Miré por encima de su hombro. No había luces. Motas de polvo revoloteaban en el aire iluminado por la luna que entraba por la puerta. Ni siquiera oía el correteo de un ratón. El castillo era como una tumba helada. Una en la que ella quería que entrara. Con ella a mi lado, después de que amenazara con quitarme la vida, tenía que pensar en la vida de mi hermano. Nunca fue solo la mía.
—Sígueme y cierra la puerta detrás de ti—.
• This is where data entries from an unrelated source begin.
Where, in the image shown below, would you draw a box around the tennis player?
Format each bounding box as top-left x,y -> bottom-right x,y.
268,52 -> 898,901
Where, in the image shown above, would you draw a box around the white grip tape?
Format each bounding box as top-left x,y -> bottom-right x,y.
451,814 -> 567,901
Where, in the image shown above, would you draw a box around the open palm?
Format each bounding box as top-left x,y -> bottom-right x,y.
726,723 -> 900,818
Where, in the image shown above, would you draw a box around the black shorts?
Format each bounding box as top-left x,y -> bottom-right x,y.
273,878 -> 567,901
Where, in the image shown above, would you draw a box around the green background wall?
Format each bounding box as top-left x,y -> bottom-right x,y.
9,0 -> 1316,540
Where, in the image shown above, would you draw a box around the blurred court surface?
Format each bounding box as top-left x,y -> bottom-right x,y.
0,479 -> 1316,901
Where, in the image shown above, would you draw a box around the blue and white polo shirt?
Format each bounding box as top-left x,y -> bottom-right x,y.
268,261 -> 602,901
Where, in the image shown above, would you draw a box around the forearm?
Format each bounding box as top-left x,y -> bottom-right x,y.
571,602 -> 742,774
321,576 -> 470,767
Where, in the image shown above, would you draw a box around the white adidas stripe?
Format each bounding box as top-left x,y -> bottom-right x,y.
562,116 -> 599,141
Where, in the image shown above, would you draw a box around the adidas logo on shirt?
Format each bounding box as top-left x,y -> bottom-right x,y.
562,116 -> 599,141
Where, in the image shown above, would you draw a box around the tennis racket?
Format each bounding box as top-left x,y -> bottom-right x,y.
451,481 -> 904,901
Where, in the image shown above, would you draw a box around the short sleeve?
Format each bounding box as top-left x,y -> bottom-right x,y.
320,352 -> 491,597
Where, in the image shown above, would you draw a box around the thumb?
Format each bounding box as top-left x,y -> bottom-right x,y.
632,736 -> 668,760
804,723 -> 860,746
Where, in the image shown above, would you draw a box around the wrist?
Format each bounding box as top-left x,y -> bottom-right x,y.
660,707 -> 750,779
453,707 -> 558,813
Cruzó el umbral. Su vestido se iluminó, al igual que su piel. El brillo etéreo que la envolvía se transformó en una delicadeza que se desvaneció en una visión. Resplandecía, casi translúcida. Apareció como una aparición fantasmal mientras se deslizaba por el suelo. Dudé en el umbral y me froté los ojos, incapaz de comprender lo que había ocurrido ante ellos.
—¿Qué está sucediendo?—
—Una maldición, recuerda.—
—Pero… eres… —No podía creer lo que estaba a punto de decir—. Ya casi se te ve.
—Me preguntaba si así es como me verías.— Se dio la vuelta y puso las manos en las caderas.
Respiré hondo. Al menos sus manos no desaparecieron de su cuerpo. —¿Me pasará eso a mí?—
—Solo hay una forma de averiguarlo.— Un atisbo de colmillo se asomó entre sus labios mientras una pequeña sonrisa adornaba su rostro.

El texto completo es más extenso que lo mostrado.